- Born: 15 July 1894 Zürich, Switzerland
- Education: ETH Zürich, Switzerland
- Known for: Pólya–Aeppli distribution Aeppli cohomology
- Scientific career
- Fields: Probability theory
- Thesis: Zur Theorie verketteter Wahrscheinlichkeiten: Markoff-Ketten höherer Ordnung ("On the theory of chained probabilities: Higher-order Markov chains") (1924)
- Academic advisors: George Pólya Hermann Weyl

= Alfred Aeppli =

Swiss mathematician (1894-unknown)

Alfred Aeppli was a Swiss mathematician. The Pólya–Aeppli distribution in probability theory and statistics is named after him and his doctoral advisor George Pólya.

== Life and work ==
Alfred Aeppli was born in Zürich on 15 July 1894 to Alfred Aeppli and Rosa Aeppli-Gehring. He went to a primary school in Zürich and the canton's Industrial School, where he received his matura in the summer of 1913. Afterwards, Aeppli studied at the Eidgenössische Technische Hochschule (ETH Zürich) at the department for higher teachers of mathematics and physics. In the winter semester of 1914–1915 he was on leave for military service. After receiving his Diplom, he worked at a private school in Germany for a year and returned to the ETH in the spring of 1919 as a research assistant of Arthur Hirsch.
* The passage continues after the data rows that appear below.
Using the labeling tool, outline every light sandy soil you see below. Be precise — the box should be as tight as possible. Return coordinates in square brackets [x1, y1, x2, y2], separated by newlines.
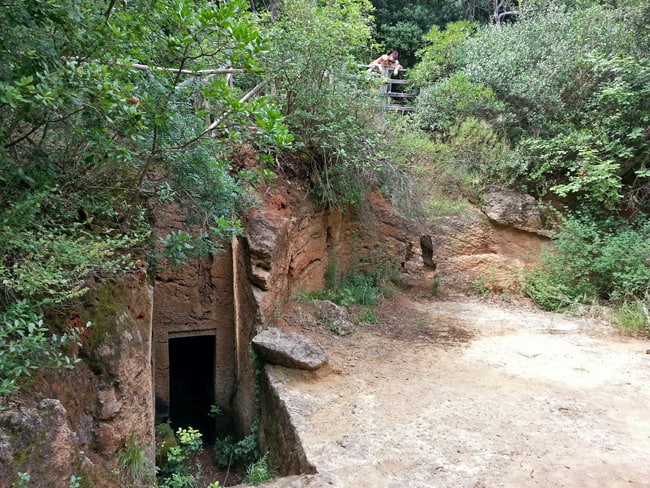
[256, 297, 650, 488]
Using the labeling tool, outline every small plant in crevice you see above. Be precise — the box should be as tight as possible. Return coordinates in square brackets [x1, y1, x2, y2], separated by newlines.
[158, 427, 203, 488]
[472, 276, 490, 298]
[214, 428, 259, 468]
[244, 452, 273, 486]
[117, 434, 155, 488]
[356, 307, 379, 325]
[431, 276, 442, 298]
[610, 298, 650, 335]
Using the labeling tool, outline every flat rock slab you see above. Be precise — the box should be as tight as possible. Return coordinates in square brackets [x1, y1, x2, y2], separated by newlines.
[253, 328, 327, 370]
[251, 301, 650, 488]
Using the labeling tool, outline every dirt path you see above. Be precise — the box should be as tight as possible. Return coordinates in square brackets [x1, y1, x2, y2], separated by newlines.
[256, 298, 650, 488]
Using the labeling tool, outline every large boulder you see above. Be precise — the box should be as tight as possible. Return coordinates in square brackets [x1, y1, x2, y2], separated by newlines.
[253, 328, 327, 370]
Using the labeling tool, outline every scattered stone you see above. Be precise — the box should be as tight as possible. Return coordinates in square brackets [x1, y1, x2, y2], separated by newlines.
[253, 328, 327, 371]
[314, 300, 354, 335]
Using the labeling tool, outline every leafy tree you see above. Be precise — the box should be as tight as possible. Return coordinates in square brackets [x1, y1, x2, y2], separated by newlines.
[0, 0, 290, 400]
[267, 0, 388, 207]
[372, 0, 491, 68]
[415, 2, 649, 212]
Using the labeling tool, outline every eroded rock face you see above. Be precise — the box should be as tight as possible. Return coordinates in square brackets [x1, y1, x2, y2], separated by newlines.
[245, 184, 412, 323]
[0, 398, 83, 488]
[483, 190, 542, 231]
[0, 274, 153, 488]
[253, 328, 327, 371]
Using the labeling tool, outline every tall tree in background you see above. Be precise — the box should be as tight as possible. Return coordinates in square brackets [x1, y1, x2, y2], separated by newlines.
[372, 0, 492, 68]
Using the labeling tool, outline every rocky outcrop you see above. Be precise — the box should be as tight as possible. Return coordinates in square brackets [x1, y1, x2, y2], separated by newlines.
[0, 273, 154, 488]
[482, 190, 542, 232]
[0, 399, 78, 487]
[253, 328, 327, 370]
[245, 184, 412, 323]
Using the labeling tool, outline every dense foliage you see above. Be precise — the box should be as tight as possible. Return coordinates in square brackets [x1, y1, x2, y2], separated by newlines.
[0, 0, 290, 402]
[412, 0, 650, 309]
[260, 0, 378, 207]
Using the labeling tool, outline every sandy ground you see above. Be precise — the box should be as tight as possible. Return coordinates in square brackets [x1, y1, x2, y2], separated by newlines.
[256, 297, 650, 488]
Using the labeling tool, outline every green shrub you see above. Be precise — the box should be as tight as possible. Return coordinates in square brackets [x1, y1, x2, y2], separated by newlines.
[158, 427, 203, 488]
[526, 215, 650, 310]
[0, 300, 90, 409]
[611, 297, 650, 334]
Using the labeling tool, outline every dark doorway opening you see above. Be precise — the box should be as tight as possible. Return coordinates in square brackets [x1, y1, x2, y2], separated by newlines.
[169, 335, 215, 445]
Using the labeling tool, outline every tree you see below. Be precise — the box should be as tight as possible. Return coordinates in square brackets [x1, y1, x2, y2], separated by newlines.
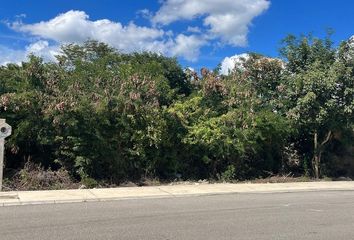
[282, 36, 353, 178]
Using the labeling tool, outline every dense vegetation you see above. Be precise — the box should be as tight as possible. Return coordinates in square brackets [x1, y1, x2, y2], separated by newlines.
[0, 36, 354, 188]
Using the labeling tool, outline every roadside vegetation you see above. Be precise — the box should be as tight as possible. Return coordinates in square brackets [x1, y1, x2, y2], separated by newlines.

Aeppli earned his doctorate in 1924 under the supervision of George Pólya and Hermann Weyl. He came up with the Pólya–Aeppli distribution in his doctoral dissertation. This discovery was published by Pólya in 1930, and he credited its discovery to his student Aeppli. The Pólya–Aeppli distribution, now also known as the geometric Poisson distribution, is a particular case of the compound Poisson distribution, and is used to describe objects that come in clusters, where the number of clusters follows a Poisson distribution and the number of objects within a cluster follows a geometric distribution.